Forecasts of oil demand made by the IEA, oil companies and others have been questioned on the grounds that they do not sufficiently allow for changes that are already in place. Changes in technology and policy could slow the growth of demand, or even eliminate it altogether in some parts of the economy. About 60 percent of oil is used in transportation, which is where the largest technological changes are emerging. Advances in vehicle efficiency, the increase in the number of electric cars, tighter emissions standards and shifts to other fuel sources would result in lower demand for oil.

Governments are increasingly concerned about climate change and air pollution, and are pushing tighter fuel-efficiency standards, or creating low-emission zones for cars and even ships.

The UK, France, the Netherlands and Norway have all announced that petrol and diesel cars will be phased out by 2040. Possibly the most significant change in transport technology will be the electric car. A move away from individual ownership of petroleum-powered vehicles toward the sharing of high-tech, possibly driverless cars would have far-reaching economic and social consequences, particularly because their development is being pushed hardest in the fastest-growing major economies. China’s latest plans suggest that new vehicle growth will be electric while India plans to sell only electric cars by the end of the next decade.
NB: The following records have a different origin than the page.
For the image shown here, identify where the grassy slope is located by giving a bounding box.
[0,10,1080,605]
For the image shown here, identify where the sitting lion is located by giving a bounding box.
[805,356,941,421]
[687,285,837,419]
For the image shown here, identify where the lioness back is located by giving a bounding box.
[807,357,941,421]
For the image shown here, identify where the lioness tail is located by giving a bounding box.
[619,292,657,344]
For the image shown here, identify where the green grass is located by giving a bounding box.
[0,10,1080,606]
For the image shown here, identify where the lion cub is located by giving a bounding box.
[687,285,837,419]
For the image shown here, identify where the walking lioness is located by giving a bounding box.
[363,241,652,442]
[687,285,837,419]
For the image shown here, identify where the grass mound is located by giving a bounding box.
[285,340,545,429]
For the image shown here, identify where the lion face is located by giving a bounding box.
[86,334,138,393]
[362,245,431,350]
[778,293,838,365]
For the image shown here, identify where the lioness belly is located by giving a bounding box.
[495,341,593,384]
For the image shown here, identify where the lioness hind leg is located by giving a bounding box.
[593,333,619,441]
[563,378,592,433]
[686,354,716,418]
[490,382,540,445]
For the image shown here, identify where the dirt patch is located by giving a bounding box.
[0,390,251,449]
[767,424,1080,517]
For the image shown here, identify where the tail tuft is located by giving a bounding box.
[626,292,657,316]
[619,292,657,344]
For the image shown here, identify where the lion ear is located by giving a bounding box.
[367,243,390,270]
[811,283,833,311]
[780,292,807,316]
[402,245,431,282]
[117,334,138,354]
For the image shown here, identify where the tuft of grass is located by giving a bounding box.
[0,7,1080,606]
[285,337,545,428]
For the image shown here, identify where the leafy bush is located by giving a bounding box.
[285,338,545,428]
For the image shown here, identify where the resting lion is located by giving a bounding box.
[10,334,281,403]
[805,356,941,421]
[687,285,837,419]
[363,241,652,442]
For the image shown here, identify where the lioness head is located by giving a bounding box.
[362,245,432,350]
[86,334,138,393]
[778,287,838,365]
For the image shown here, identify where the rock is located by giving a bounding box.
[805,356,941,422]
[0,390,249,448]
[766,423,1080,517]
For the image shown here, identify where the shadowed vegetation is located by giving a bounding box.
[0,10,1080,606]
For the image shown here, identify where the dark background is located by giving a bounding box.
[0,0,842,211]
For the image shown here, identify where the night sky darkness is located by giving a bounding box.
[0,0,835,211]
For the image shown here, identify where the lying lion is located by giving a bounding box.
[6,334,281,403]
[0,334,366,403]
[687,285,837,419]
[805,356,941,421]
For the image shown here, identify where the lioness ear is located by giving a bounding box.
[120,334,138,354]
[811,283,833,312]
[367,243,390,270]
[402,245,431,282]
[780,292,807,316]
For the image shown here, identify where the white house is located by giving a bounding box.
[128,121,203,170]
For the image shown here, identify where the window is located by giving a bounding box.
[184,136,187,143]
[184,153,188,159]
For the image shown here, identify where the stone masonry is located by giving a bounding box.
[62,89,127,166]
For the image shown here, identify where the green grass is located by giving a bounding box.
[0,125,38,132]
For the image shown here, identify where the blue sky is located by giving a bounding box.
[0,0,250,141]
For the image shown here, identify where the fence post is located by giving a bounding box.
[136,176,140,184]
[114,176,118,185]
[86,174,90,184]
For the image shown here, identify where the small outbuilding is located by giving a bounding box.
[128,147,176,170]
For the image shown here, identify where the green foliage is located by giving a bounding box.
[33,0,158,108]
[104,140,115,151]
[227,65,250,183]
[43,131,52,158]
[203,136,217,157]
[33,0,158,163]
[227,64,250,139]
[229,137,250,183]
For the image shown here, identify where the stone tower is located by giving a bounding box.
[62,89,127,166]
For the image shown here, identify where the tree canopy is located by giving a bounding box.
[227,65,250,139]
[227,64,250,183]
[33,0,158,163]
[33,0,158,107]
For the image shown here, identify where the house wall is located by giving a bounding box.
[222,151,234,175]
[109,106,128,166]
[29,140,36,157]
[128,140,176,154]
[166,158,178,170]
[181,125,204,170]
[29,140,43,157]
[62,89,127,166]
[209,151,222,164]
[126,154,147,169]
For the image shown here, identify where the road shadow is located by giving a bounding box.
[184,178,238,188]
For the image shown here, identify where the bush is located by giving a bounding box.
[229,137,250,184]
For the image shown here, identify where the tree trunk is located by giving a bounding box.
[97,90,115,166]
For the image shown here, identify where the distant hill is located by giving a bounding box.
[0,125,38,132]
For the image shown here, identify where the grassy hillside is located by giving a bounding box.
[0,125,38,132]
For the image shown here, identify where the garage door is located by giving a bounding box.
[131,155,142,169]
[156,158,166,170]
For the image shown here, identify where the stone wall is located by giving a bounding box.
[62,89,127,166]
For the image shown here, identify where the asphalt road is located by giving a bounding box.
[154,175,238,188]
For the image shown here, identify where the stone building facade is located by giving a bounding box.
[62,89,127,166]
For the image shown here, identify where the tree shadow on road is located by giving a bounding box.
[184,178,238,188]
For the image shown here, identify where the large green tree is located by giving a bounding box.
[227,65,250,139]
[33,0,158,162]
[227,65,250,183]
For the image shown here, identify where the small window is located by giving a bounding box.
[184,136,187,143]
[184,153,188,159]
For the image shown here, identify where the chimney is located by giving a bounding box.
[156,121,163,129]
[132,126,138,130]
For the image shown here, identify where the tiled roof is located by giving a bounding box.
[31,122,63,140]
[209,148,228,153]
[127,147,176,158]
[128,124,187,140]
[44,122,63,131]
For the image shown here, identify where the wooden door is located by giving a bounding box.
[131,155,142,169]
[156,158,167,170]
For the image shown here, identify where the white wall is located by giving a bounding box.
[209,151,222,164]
According to the IEA, widespread switching to alternative fuels including natural gas and biofuels could displace about 13.5 mb/d of oil demand by 2040. That would be more than double the gain from electric cars.

If global warming to is limited to two degrees Celsius as determined in the Paris Climate Accord, oil demand would peak around 2020 and declining by about 20 mb/d by 2040. That is over 30 mb/d lower than the average forecast for 2040 made by major oil companies and the IEA.[5] The stakes are high and OPEC understands the consequences for oil demand, even though its own forecasts suggest otherwise.



[1] For a previous discussion on this topic see Paul Rivlin, Middle East Uncertainty and Oil Price Stability, Iqtisadi, June 2015.

[2] Morgan Stanley, "Renewable Energy Hits Global Tipping Point," Ideas, July 27, 2017.

[3] Morgan Stanley, "Why Clean Energy Can Withstand Changing Political Winds," Ideas, November 11, 2016.

[4] Pilita Clark, “The Big Green Bang: how renewable energy became unstoppable,” Financial Times, May 18, 2017.